Pour la première fois, mardi 19 septembre, une entreprise était jugée au fond dans le cadre de la loi sur le devoir de vigilance, visant à responsabiliser les sociétés mères par rapport à leurs sous-traitants. Et pas n’importe laquelle : La Poste, entreprise privée à capitaux publics, détenue par l’État via la Caisse des dépôts. À la barre, ses avocats ont déploré un « procès de la sous-traitance » mené, selon eux, par Sud PTT.
« Je ne sais même pas ce qu’on fait là », balance, au milieu d’une longue plaidoierie, l’avocate du groupe La Poste. La formule, réthorique, pourrait n’être qu’anecdotique : mais c’est elle qui provoquera le plus de réactions en sortie d’audience. Sur le moment aussi : des chuchotements de réprobation circulent, sur les bancs du tribunal judiciaire de Paris, où se serrent une quinzaine de travailleurs sans-papiers des sites Chronopost d’Alfortville et DPD du Coudray-Montceaux. Eux le savent très bien, ce qu’ils sont venus faire ici.
Le syndicat Sud PTT a assigné La Poste en justice pour l’enjoindre à prendre des mesures suffisantes dans son plan de vigilance contre les risques d’exploitation de travailleurs sans-papiers par ses sous-traitants. « La chaîne de sous-traitants est tellement longue qu’il est difficile de pointer un vrai responsable. Mais le responsable, c’est La Poste. Les cadences infernales, ils savaient. Ils savaient aussi que l’on était des sans-papiers. Ils avaient un devoir de vigilance qu’ils n’ont pas respecté », expose Aboubacar Dembélé, l’un des porte-paroles du collectif de sans-papiers d’Alfortville.
La loi sur le devoir de vigilance, votée en 2017, a pour but de responsabiliser davantage les entreprises donneuses d’ordre face aux atteintes aux droits humains et à l’environnement de leurs sous-traitants. La France est pionnière sur le sujet. Mais depuis son adoption, cette loi n’a fait l’objet que de débats judiciaires sur la forme. La dernière affaire en date, visant TotalÉnergies, a traîné trois ans jusqu’à ce qu’in fine un juge des référés se déclare incompétent sur le dossier. Cette fois, et pour la première fois : le juge du fond est saisi. De quoi envoyer « un signal fort », espère l’avocate de Sud PTT, Céline Gagey.
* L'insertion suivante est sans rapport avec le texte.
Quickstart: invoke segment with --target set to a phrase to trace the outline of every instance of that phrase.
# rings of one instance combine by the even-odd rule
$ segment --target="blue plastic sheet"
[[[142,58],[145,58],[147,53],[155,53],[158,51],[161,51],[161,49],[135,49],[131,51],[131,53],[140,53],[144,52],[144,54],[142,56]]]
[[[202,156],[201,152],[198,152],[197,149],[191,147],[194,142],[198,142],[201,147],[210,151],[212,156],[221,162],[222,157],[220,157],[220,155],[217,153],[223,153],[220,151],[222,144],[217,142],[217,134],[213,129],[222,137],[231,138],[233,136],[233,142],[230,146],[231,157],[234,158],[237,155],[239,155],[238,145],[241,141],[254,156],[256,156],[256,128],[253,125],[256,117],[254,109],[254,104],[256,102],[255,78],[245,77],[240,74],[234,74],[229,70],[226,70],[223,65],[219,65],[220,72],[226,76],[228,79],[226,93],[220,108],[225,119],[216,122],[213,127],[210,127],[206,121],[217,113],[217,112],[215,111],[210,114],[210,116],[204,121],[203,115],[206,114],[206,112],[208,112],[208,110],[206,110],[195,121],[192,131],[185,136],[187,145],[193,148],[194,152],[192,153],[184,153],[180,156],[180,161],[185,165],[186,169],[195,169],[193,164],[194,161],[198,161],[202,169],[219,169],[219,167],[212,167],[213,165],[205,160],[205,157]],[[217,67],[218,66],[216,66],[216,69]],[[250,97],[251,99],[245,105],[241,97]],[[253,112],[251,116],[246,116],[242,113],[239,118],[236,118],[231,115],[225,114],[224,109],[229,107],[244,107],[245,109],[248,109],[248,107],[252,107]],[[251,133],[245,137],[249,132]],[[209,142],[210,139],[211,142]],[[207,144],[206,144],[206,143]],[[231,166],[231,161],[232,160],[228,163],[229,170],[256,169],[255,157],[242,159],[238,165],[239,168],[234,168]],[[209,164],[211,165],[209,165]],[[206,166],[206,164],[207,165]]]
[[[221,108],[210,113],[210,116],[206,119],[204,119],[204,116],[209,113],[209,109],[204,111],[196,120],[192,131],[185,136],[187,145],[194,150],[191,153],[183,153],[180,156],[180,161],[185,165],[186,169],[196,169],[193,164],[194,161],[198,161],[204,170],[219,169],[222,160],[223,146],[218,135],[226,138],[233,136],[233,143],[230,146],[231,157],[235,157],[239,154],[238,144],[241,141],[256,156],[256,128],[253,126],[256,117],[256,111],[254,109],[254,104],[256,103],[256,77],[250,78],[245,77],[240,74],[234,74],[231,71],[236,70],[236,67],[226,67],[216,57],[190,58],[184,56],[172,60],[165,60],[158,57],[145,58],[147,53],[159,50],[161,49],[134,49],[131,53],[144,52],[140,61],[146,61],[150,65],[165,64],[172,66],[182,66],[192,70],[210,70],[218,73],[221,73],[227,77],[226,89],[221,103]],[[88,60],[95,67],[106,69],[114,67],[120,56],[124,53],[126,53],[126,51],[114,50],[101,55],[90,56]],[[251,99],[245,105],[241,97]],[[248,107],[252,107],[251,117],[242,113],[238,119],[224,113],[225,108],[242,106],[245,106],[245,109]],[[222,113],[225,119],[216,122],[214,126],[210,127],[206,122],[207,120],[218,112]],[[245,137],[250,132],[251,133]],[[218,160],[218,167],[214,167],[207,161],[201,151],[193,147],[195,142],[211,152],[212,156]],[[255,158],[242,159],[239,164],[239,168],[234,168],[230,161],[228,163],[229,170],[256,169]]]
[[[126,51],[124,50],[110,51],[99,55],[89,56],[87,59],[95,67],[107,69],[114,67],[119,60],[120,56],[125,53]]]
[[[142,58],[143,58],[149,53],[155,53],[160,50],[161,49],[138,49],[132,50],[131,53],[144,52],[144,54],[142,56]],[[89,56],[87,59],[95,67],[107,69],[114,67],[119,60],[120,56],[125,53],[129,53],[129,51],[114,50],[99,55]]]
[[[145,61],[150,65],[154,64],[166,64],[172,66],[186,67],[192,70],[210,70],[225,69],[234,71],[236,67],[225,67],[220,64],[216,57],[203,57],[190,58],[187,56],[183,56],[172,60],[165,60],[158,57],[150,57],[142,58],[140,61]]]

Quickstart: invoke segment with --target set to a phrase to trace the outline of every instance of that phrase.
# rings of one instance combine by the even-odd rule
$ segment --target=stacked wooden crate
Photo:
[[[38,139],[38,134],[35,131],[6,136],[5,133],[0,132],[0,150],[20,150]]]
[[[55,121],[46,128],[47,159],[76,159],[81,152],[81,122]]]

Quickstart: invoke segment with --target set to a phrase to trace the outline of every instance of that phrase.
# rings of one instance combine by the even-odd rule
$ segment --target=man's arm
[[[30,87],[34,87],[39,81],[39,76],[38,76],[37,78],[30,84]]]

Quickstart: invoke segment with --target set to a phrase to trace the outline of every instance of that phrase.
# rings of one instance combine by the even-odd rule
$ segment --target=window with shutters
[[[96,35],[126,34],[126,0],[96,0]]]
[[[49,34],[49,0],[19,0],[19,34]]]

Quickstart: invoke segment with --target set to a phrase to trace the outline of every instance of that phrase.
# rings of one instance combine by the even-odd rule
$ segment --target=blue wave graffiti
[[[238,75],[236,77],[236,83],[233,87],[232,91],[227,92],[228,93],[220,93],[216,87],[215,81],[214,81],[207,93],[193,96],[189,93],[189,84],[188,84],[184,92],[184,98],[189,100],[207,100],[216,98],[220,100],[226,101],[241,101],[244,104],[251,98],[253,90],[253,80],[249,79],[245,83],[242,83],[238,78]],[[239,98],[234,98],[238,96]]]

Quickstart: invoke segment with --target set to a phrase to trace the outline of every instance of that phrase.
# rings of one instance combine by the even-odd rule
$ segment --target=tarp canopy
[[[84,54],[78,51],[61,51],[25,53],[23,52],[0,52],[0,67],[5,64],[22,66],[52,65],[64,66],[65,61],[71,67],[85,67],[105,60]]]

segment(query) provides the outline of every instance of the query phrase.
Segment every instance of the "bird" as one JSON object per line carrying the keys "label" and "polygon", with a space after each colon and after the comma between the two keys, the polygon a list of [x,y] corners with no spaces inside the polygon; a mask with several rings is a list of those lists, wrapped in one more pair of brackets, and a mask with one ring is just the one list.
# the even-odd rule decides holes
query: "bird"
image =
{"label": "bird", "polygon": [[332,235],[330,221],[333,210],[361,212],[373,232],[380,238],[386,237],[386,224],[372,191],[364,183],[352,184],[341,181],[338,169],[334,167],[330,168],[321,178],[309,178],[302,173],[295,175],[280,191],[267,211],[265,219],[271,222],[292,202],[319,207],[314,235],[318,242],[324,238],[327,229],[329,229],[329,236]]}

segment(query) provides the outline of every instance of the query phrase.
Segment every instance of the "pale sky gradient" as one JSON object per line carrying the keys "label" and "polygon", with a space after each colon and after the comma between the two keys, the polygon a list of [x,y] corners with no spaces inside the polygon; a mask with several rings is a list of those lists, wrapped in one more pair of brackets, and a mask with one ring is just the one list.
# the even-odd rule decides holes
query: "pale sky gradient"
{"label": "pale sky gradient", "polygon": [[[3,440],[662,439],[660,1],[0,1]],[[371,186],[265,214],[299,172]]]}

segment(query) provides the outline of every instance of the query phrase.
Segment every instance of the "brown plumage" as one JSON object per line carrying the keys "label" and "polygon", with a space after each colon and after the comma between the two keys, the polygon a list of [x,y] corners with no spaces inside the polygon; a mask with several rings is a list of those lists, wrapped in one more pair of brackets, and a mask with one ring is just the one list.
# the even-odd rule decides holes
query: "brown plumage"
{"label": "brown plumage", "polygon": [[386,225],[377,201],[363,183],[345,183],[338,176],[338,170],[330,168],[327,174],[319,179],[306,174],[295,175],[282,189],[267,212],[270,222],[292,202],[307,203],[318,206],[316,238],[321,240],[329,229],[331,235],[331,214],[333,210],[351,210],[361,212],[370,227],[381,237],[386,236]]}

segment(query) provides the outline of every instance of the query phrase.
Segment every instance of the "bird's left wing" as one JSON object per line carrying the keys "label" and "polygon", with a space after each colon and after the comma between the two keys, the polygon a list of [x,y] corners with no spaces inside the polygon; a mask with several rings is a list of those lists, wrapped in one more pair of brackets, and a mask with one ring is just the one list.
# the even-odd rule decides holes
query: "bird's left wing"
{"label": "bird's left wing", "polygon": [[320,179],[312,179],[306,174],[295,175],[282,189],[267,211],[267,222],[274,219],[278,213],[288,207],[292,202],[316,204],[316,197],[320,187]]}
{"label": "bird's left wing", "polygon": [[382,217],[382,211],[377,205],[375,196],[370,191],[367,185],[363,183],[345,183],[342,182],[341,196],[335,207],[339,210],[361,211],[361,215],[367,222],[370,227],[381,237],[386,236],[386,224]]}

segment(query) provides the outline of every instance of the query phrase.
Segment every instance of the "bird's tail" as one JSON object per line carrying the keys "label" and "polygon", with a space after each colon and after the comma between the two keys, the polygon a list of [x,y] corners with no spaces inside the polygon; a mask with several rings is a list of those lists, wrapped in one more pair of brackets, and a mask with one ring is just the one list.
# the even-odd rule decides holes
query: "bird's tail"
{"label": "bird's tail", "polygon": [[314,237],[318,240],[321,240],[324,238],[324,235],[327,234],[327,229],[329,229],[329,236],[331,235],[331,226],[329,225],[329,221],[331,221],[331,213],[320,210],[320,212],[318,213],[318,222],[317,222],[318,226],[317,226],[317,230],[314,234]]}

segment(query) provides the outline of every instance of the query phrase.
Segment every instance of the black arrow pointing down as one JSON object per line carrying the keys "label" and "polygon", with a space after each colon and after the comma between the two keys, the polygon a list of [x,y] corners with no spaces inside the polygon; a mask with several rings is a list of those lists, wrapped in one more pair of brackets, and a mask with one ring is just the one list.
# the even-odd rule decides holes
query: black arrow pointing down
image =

« Si ce n’est pas le procès de la sous-traitance, ça y ressemble »
Mais dans le contexte d’une jurisprudence restant à construire, la première des stratégies du groupe La Poste consiste à accuser Sud PTT de dévoyer la procédure. Et de parler devoir de vigilance, pour s’attaquer en réalité au fonctionnement de l’entreprise. « Pendant la plaidoierie de ma consoeur, on a parlé 44 fois de la sous-traitance », décompte l’avocat du groupe La Poste en se levant pour entamer sa propre plaidoirie. « Si ce n’est pas le procès de la sous-traitance, ça y ressemble. »
« On est en train de se demander si la Poste a des fournisseurs qui « recourent allègrement » à la sous traitance ; mais montrez-nous ! C’est un procès d’intention », abonde la seconde avocate de La Poste. Sauf que les preuves sont là. En janvier 2022, l’inspection du travail listait 63 noms de personnes sans-papiers employées sur le site du Coudray-Montceaux par Derichebourg Interim, sous-traitant de DPD, filiale de La Poste. « L’exploitation des sans papiers est un véritable business model sur lequel La Poste ferme les yeux », assène Céline Gagey, l’avocate de SudPTT.
Le groupe La Poste déploie une seconde stratégie judiciaire : se rabattre sur le droit du travail français. « On parle de main d’œuvre illicite, d’emplois de salariés étrangers : mais tout cela est déjà régi dans le droit français », argumente l’avocate du groupe. Les injonctions de Sud PTT pour améliorer les plans de vigilance relèvent, à ses yeux, d’une « surenchère » par rapport au code du travail existant. Que le groupe se targue déjà de respecter à la lettre.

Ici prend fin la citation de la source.